Filipino New Year Fireworks Siege
|Jan 3, 2013|
A seven-year-old Manila girl who was hit in the head by a stray bullet on New Year's Eve died today, the second child to have died from gunfire during the Philippines' annual end-of-year siege. Another 40-odd stray bullet incidents were recorded in addition to the deaths of the two children.
Two days after the event, explosions were still going off, some of them loud enough to stop a bank security guard's heart. The Philippines, which doesn't have organized fireworks shows like many other countries, depends on freelance enthusiasts whose explosive capability can be both spectacular and dangerous. It is considered to be the world's most dangerous country at New Year. Parts of Manila reek from the smell of cordite and low-hanging clouds of smoke on New Year's Day itself.
Philippine National Police Chief General Alan Purisima has sought to have the powerful firecrackers classified as improvised explosive devices (IED) as part of the government's effort to regulate illegal firecrackers, with anybody in possession of or manufacturing such devices subject to arrest and detention without bail until the holiday is over.
And for good reason. At least 697 people were admitted to various hospitals from injuries from firecrackers and other forms of explosives, including a new mega- pyrotechnic called the Gangnam Bomb which surfaced this year. It is said to be bigger than the giant 58-sq-cm bomb which surfaced in 2012 called "Goodbye Philippines." Despite attempts to slow things down, the number of injured from firecrackers and other explosives rose sharply from 454 wounded in 2012.
Police ceremonially taped the muzzles of the weapons in the hands of the police forces with orders that if any cop popped a cap during the holiday, he or she was out the door. Many of those firing off their weapons are suspected to be army or police personnel.
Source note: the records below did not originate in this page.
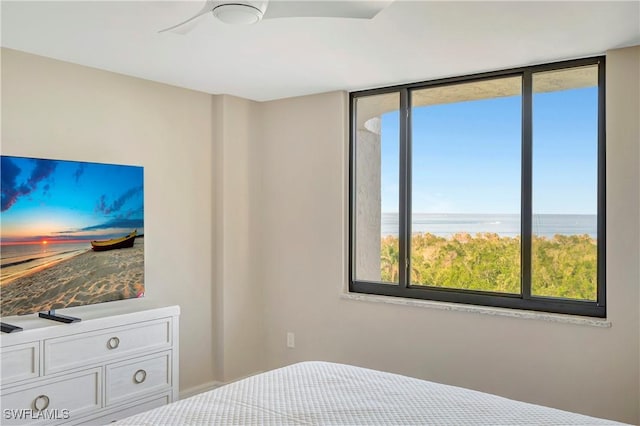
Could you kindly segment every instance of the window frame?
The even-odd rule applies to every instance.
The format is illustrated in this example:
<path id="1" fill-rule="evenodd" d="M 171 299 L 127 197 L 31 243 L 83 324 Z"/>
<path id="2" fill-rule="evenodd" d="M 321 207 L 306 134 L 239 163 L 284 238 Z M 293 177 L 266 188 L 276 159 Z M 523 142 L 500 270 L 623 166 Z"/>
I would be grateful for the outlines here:
<path id="1" fill-rule="evenodd" d="M 584 301 L 534 296 L 531 294 L 532 245 L 532 173 L 533 173 L 533 75 L 584 66 L 598 66 L 598 127 L 597 127 L 597 300 Z M 427 286 L 411 286 L 411 93 L 430 87 L 456 85 L 498 78 L 522 78 L 522 138 L 521 138 L 521 266 L 520 294 L 474 291 Z M 400 96 L 400 158 L 399 158 L 399 282 L 358 281 L 354 276 L 356 255 L 355 170 L 356 170 L 356 100 L 372 95 L 397 92 Z M 606 317 L 606 146 L 605 146 L 605 57 L 597 56 L 543 65 L 513 68 L 461 77 L 443 78 L 418 83 L 354 91 L 349 94 L 349 292 L 382 296 L 425 299 L 498 308 L 512 308 L 549 313 Z M 404 265 L 404 267 L 402 267 Z"/>

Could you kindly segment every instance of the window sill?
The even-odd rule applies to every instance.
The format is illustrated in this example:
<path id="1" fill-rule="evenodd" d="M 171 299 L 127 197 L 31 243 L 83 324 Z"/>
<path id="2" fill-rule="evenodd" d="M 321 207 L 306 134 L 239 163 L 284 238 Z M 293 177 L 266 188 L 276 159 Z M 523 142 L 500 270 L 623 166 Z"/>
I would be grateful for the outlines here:
<path id="1" fill-rule="evenodd" d="M 546 312 L 518 309 L 494 308 L 489 306 L 464 305 L 460 303 L 436 302 L 431 300 L 406 299 L 403 297 L 379 296 L 365 293 L 341 294 L 342 299 L 362 302 L 390 303 L 392 305 L 414 306 L 418 308 L 439 309 L 443 311 L 470 312 L 482 315 L 541 320 L 563 324 L 585 325 L 590 327 L 611 328 L 611 322 L 601 318 L 580 317 L 576 315 L 552 314 Z"/>

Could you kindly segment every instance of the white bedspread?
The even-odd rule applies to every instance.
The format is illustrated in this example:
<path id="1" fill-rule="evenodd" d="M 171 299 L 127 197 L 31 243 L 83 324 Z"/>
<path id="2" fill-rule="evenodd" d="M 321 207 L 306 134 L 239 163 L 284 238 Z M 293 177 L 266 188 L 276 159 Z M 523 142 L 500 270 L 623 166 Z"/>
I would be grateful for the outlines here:
<path id="1" fill-rule="evenodd" d="M 327 362 L 249 377 L 117 425 L 613 425 L 566 411 Z"/>

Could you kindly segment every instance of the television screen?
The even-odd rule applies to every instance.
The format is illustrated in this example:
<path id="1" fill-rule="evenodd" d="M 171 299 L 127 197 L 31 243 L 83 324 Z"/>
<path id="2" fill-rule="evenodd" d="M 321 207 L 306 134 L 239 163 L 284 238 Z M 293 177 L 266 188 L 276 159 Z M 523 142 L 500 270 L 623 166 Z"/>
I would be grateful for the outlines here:
<path id="1" fill-rule="evenodd" d="M 0 316 L 144 295 L 142 167 L 0 160 Z"/>

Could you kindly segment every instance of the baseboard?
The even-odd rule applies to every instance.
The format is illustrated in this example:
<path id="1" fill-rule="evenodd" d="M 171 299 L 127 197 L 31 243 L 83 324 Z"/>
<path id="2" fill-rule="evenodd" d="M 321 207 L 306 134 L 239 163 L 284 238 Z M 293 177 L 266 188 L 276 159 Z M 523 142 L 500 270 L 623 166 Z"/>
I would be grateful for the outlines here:
<path id="1" fill-rule="evenodd" d="M 180 399 L 185 399 L 185 398 L 189 398 L 190 396 L 194 396 L 197 395 L 199 393 L 202 392 L 206 392 L 206 391 L 210 391 L 212 389 L 215 388 L 219 388 L 220 386 L 224 385 L 224 383 L 222 382 L 218 382 L 218 381 L 213 381 L 213 382 L 207 382 L 198 386 L 194 386 L 192 388 L 189 389 L 185 389 L 185 390 L 181 390 L 180 391 Z"/>

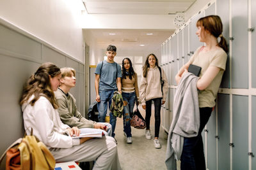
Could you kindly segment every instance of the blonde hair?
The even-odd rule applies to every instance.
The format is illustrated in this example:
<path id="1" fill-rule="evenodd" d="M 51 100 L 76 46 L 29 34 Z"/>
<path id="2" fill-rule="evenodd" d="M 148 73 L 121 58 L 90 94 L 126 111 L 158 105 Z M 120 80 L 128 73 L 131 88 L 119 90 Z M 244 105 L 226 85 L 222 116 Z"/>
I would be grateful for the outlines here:
<path id="1" fill-rule="evenodd" d="M 60 69 L 61 72 L 61 78 L 65 76 L 71 76 L 73 73 L 74 76 L 76 76 L 76 70 L 72 67 L 63 67 Z"/>
<path id="2" fill-rule="evenodd" d="M 220 17 L 218 15 L 209 15 L 200 18 L 196 22 L 196 27 L 203 26 L 212 36 L 220 38 L 218 46 L 222 48 L 225 52 L 228 52 L 226 39 L 222 36 L 223 25 Z"/>
<path id="3" fill-rule="evenodd" d="M 42 64 L 36 73 L 30 76 L 24 87 L 20 104 L 27 102 L 30 97 L 34 95 L 35 97 L 29 103 L 31 106 L 34 106 L 40 96 L 44 96 L 50 101 L 54 109 L 58 108 L 58 106 L 51 88 L 49 76 L 53 78 L 60 73 L 60 68 L 52 63 Z"/>

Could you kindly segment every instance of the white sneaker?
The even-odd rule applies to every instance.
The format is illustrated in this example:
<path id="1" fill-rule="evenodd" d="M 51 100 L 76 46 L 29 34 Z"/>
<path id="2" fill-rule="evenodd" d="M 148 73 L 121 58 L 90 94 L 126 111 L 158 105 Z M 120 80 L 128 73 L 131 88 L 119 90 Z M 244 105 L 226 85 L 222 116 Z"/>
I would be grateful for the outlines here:
<path id="1" fill-rule="evenodd" d="M 161 148 L 161 144 L 159 141 L 157 139 L 154 139 L 154 145 L 155 145 L 156 148 L 160 149 Z"/>
<path id="2" fill-rule="evenodd" d="M 147 139 L 151 139 L 150 130 L 146 130 L 145 135 Z"/>
<path id="3" fill-rule="evenodd" d="M 127 138 L 127 143 L 132 143 L 132 137 L 128 137 Z"/>

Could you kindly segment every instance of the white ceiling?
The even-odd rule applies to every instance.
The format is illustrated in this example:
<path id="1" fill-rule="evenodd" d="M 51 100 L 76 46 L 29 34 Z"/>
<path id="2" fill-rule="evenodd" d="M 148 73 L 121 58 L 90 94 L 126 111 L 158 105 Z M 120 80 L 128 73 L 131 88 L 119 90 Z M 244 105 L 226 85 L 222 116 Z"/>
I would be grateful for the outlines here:
<path id="1" fill-rule="evenodd" d="M 196 0 L 83 0 L 88 15 L 175 15 L 186 12 Z M 108 15 L 109 16 L 109 15 Z M 138 15 L 137 15 L 138 16 Z M 106 18 L 109 22 L 111 18 Z M 136 20 L 136 18 L 134 18 Z M 147 22 L 147 21 L 145 21 Z M 132 24 L 132 23 L 131 23 Z M 154 24 L 154 23 L 152 23 Z M 118 54 L 144 55 L 159 53 L 161 44 L 175 30 L 166 29 L 84 29 L 90 31 L 97 46 L 105 49 L 109 44 L 118 48 Z M 114 33 L 115 34 L 111 34 Z M 147 35 L 147 33 L 152 33 Z M 141 46 L 140 45 L 144 45 Z M 119 52 L 119 53 L 118 53 Z"/>
<path id="2" fill-rule="evenodd" d="M 83 0 L 89 14 L 166 14 L 184 12 L 195 0 Z"/>

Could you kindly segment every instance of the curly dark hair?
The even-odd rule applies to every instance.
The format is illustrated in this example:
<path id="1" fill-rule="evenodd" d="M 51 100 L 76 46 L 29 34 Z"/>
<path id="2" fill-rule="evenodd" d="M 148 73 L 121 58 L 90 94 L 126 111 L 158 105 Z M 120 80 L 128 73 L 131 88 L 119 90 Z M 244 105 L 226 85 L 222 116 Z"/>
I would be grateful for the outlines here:
<path id="1" fill-rule="evenodd" d="M 125 69 L 124 68 L 124 60 L 127 60 L 129 61 L 129 63 L 130 64 L 130 67 L 129 68 L 129 78 L 132 80 L 132 76 L 134 76 L 134 71 L 133 70 L 132 68 L 132 62 L 131 61 L 129 58 L 124 58 L 123 60 L 122 61 L 122 78 L 126 79 L 126 75 L 125 75 Z"/>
Indeed, apparently members of the Quezon City Police District were caught on camera taking illegal firecrackers seized in police operations for their own use.
Police said at least 246 people were arrested and illegal fireworks worth P1.65 million (US$40,400) were confiscated at the height of the New Year revelry.
While across Asia setting off explosives to frighten away the evil spirits at the end of the year is a tradition, nobody does it quite like the Philippines. From an elevated vantage point in the Cavite highlands, the entire sky from Manila south to Batangas lights up with tremendous explosions paid for by politicians and wealthy businessmen.
Filipino paputok (firecrackers) come in many shapes and go by interesting names including the judas belt (a string of firecrackers), super lolo ("grandfather"), kwitis (from the Spanish word cohetes meaning rocket), bawang ("garlic") and airwolf, according to a study of Philippine culture called Tagalog Lang.
Driving out the devils also requires starting car engines and idling them at high speeds, setting off the car alarms and clanging pots and pans together. Children drag empty cans through the streets. The whole frenzy is an ordeal for pets, some of which have actually had heart attacks and died. Most cower under bushes or anywhere they can get away from the noise.
The seven-year-old Stephanie Nicole Ella was pronounced dead at 2:26 p.m. Wednesday after her eighth cardiac arrest. She had been watching fireworks outside her home in Caloocan City when she was hit. The mayor of Coloocan City called on the police to speed up the investigation, saying at least six slugs were recovered from the area where the girl was hit. Another child, Ranjelo Nimer, died after being hit in the back by a homemade shotgun blast in Mandaluyong City.